Although these are not overly important limits, it would still be useful to remove them.Fulvio wrote: ↑Sun Oct 17, 2021 1:18 pm 10) The most important limitation in my opinion is that neither the tags nor the comments are compressed in any way. It is now common to have games where the clock and the eventual evaluation of each position are stored as comments, and it would be possible to save a lot of space.
The NameBase has a couple of useful properties:
- the IDs are sequentially increasing values starting with value 0
- the tag values cannot contain the null char ('\ 0').
The simplest idea is therefore to store only the tag values, sorted by ID, as c-strings (terminated by a null char '\ 0').
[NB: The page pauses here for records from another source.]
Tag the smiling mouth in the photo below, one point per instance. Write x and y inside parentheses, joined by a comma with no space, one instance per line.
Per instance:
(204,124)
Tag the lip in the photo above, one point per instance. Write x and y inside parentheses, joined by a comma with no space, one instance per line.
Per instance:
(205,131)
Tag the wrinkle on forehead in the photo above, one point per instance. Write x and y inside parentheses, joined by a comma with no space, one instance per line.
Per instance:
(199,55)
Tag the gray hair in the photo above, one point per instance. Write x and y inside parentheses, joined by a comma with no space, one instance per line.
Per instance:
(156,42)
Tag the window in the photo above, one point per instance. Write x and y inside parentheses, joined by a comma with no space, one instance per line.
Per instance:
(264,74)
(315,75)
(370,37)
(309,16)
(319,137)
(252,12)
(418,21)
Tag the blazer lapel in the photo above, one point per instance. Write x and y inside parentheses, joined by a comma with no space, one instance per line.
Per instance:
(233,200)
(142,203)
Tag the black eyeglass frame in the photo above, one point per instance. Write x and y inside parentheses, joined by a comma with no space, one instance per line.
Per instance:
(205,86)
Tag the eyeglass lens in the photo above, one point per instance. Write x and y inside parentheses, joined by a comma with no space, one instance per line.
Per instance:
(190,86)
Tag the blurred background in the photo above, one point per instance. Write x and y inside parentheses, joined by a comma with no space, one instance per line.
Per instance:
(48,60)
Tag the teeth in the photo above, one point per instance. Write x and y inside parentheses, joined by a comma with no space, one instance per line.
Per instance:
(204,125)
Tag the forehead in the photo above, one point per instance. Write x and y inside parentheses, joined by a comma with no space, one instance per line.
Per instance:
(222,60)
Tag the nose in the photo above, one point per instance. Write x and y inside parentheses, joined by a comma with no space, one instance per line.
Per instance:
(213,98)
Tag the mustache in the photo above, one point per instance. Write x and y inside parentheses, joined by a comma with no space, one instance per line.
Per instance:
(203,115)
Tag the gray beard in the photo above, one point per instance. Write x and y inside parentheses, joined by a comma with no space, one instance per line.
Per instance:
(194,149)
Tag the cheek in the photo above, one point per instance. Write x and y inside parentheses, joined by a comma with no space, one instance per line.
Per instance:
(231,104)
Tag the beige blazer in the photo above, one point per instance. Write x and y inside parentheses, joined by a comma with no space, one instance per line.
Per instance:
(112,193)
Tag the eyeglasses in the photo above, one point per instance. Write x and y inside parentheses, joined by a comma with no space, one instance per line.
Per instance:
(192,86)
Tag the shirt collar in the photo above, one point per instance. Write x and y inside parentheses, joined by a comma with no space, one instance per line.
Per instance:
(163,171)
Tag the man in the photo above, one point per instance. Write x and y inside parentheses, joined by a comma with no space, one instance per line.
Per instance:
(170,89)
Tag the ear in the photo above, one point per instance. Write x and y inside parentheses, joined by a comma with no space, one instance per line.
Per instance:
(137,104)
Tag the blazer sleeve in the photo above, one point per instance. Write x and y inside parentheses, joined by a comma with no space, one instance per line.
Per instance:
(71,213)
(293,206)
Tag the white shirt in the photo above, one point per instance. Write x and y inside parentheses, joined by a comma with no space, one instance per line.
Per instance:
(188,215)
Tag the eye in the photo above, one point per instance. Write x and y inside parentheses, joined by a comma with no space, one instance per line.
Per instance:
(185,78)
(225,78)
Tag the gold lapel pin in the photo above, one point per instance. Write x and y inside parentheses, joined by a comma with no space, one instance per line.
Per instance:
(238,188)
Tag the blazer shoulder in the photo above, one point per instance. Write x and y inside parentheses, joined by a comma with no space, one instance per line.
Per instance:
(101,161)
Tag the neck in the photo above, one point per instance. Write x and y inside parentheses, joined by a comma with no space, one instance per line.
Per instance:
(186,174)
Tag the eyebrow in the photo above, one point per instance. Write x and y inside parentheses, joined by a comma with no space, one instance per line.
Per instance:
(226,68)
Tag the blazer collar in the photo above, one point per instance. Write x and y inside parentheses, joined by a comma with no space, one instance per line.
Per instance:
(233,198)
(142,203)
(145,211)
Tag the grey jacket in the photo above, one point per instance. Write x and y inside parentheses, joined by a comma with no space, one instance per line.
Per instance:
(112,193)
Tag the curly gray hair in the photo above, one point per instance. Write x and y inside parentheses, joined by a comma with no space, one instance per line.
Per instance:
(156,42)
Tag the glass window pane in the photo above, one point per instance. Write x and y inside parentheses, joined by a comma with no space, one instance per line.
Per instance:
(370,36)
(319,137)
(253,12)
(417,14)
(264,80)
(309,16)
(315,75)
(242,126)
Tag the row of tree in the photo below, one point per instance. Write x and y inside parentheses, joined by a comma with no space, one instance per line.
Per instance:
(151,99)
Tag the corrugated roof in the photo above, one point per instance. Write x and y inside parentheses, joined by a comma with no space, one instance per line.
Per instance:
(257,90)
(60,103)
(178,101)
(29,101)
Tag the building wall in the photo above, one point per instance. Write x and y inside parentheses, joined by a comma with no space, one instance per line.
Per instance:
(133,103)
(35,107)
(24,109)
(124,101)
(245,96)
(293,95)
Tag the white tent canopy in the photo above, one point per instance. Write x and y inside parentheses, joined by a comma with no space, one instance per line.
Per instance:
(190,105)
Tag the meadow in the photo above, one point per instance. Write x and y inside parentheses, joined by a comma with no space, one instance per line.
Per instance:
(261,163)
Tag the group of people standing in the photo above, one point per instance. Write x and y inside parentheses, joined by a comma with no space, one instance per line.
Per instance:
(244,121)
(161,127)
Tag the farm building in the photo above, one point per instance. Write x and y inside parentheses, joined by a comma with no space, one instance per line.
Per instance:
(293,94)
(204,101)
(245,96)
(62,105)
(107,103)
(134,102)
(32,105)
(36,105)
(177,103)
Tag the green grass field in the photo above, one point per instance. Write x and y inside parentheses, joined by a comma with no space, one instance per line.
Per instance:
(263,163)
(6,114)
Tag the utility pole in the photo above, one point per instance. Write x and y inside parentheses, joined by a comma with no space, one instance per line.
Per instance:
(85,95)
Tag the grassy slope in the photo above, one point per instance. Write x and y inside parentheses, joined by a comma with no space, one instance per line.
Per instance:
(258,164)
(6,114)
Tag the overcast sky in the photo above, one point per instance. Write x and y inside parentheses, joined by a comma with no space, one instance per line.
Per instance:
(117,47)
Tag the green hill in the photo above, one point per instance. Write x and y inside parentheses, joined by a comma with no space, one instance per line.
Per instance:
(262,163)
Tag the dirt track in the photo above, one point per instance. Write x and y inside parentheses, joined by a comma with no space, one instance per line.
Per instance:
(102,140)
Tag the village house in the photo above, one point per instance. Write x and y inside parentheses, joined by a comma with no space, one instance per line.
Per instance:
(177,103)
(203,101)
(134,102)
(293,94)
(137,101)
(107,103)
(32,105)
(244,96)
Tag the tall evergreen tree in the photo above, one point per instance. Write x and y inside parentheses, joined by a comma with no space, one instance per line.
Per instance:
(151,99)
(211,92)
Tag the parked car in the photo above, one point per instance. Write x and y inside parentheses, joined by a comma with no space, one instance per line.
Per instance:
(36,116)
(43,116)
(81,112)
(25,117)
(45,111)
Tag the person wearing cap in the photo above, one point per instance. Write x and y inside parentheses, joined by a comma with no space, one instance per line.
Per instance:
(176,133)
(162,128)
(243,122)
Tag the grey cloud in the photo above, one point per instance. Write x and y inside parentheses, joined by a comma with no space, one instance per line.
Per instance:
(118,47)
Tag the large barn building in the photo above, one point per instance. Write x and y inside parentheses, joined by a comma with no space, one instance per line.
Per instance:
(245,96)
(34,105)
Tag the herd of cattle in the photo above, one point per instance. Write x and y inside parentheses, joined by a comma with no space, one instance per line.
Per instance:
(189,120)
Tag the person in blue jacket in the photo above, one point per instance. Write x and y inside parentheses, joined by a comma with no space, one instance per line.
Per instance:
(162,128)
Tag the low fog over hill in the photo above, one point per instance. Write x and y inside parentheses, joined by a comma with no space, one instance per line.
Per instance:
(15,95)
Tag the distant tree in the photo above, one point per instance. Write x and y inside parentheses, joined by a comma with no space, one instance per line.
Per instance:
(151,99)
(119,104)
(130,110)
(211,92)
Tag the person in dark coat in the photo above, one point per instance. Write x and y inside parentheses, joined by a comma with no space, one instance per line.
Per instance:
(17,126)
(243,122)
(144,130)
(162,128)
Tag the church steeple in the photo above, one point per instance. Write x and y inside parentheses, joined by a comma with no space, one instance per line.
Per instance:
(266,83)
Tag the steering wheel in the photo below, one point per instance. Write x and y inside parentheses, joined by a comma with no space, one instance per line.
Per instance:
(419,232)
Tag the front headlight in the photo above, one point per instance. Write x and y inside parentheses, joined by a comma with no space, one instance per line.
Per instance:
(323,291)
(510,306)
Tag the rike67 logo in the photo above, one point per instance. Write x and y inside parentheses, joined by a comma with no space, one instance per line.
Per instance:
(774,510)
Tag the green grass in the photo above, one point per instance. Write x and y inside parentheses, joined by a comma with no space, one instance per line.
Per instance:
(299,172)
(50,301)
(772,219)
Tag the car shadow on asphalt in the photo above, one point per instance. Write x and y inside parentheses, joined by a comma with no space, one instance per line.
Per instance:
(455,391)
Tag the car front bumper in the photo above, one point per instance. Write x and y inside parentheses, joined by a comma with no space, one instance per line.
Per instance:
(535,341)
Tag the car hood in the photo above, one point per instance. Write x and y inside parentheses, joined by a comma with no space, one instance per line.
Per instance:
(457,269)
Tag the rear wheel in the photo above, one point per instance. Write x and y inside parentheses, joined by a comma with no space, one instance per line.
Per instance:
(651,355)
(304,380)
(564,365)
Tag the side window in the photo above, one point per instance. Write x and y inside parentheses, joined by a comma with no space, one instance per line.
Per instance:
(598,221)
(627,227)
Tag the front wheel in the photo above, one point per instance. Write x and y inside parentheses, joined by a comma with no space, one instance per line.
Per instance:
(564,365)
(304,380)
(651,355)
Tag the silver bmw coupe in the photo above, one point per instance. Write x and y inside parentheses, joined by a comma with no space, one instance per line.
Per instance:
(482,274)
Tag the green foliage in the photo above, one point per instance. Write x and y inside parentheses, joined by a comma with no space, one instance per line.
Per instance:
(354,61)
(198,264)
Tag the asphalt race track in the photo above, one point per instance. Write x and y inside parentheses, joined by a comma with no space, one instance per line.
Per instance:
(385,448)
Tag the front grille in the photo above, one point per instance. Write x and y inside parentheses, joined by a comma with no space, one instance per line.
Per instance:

By preceding a section (players name, events, sites, rounds) with 8-bytes indicating the entire size of a section, it is possible to concatenate them.
And then you can compress everything with zstd.
In summary decoding would become:
- read the .sn4 file in memory
- ZSTD_getFrameContentSize -> total size of all uncompressed sections
- ZSTD_decompress -> unzip all sections
- Convert the first 8-bytes to uint64_t -> size of the next section
- Read the strings and load them into memory (currently a std :: vector <std :: unique_ptr <const char [] >> is used)
Benefits:
- no limit on length
- probably a smaller size
- the four sections can possibly be loaded in parallel
- an easier format to decode
Disadvantages:
- dependence on the zstd library. Managing dependencies in C ++ is always a nightmare. Simply connecting to the library in the system dynamically could lead to incompatibility problems. For example, a database created with a newer version that is not read by older versions.
- reading the file requires double the RAM memory.
Another interesting idea, since the NameBase is always written entirely anyway, would be to remove the .sn4 file and insert the Namebase at the end of the .si4 file.
Benefits:
- the database would consist of only 2 files
- there can be no incompatibility problems between the .si4 file and the values it refers to in the .sn4 file
Disadvantages:
- when adding games, the old NameBase is overwritten and only remains in memory. If an error or a power failure occurs, the database is irrimedially damaged (with two separate files only the new names added are lost).